MultiScale Health Networks Chief Product Officer Stacey Kinkead, left, and CEO Jim Harding in the company’s headquarters inside Swedish Hospital. (GeekWire Photo / Clare McGrane)

“We can’t change what we can see,” MultiScale Chief Product Officer Stacey Kinkead said. “The care teams themselves can’t change where they can’t see. So we allow them to see the data, communicate and collaborate on the data and then problem solve all together to get that patient better. To get them into that room, to get them that CT scan. So much of it in healthcare right now is so basic.”

So why not use that data to evaluate how well medical care works? That was Low’s question. He started asking around the hospital and eventually teamed up with some of Seattle Children’s executive leadership, including the organization’s chief data officer and veteran tech executive Ryan Sousa.

In spring of 2016, Low sketched out his vision for MDMetrix on the back of a Starbucks napkin. He teamed up with his co-founder and CTO, software engineer Matthew Goos, and got to work designing the software. Straight from the start, Low had a rule about the software’s design.

“It has to be as easy as VRBO,” he said. At the time, his family was planning a vacation and his 12-year-old son was able to book a rental home through VRBO using a set of criteria: Three bedrooms, allows pets, and so forth.

“So accessing the [hospital] database — although there’s thousands of thousands of patients — can you segment that as easily?” Low asked. It turns out you could.

“Say I’m interested in 4 to 16 16-year-olds who had this type of surgery, who had this drug, who has looked after between these dates. And I want to know what the outcome metrics were. I want to know how long they stayed in hospital afterwards. I want to know what the narcotic requirement was afterwards,” Low said. “That’s what we now have the ability to do.”

MDMetrix’s software has launched in Seattle Children’s Hospital and the startup has become Seattle Children’s first spin-out company.

But throughout all of this, Low still hasn’t quit his day job — and he doesn’t want to.

“I didn’t want to be a CEO,” Low said.
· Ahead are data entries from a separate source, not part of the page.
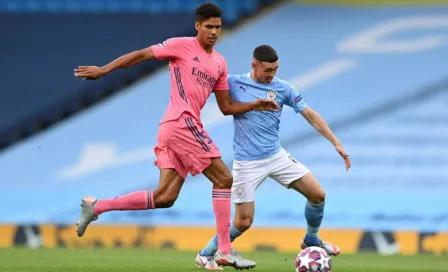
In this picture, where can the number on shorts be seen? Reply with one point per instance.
(291, 158)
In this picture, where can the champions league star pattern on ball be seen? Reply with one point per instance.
(313, 259)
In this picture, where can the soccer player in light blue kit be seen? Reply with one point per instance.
(258, 154)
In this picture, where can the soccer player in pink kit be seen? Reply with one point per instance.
(183, 145)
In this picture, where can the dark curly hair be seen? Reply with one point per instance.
(265, 53)
(206, 11)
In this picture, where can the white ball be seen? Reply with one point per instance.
(313, 259)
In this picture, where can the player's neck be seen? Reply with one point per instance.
(207, 48)
(254, 78)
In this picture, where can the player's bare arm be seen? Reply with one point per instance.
(130, 59)
(320, 125)
(230, 107)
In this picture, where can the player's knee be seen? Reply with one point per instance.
(224, 182)
(317, 197)
(164, 200)
(243, 222)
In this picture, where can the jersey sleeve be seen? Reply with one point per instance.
(222, 83)
(295, 100)
(168, 49)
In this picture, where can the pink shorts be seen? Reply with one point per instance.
(185, 146)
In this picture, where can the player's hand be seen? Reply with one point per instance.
(266, 105)
(90, 72)
(344, 155)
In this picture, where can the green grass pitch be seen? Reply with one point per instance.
(140, 260)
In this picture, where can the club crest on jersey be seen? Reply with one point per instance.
(240, 192)
(271, 95)
(162, 44)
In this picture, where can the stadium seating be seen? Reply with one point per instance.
(66, 34)
(232, 9)
(388, 108)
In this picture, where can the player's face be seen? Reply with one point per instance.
(209, 30)
(265, 71)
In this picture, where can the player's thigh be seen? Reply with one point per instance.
(286, 170)
(310, 188)
(244, 215)
(247, 177)
(219, 174)
(170, 185)
(195, 148)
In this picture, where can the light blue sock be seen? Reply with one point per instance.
(313, 214)
(212, 246)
He just wants to do his job better. In fact, he’s looking for someone else to take over running MDMetrix so he can focus on being an anesthesiologist, helping kids every day.

Kinkead said it’s doctors like Low that are going to transform the healthcare industry, not technologists.

“Do you want to disrupt healthcare? I don’t think so,” she said. “We don’t. We want to allow the providers to disrupt themselves. I get that healthcare is in a change-or-die type of situation. But the last thing you want is a bunch of arrogant technologists coming in from the outside and beating their chests and saying, ‘we’re going to disrupt you.’ I mean, it took me three years to understand what healthcare is. You don’t want us coming in and disrupting — but what we do want is to provide that bridge or provide that new way that allows them to transform themselves.”

Editor’s Note: Dr. Dan Low works at Seattle Children’s Hospital and MDMetrix is a Seattle Children’s spin out. Seattle Children’s is also the sponsor of this season of Health Tech. The organization was not involved in the creation of this story beyond approving our request to interview Dan on the hospital’s campus.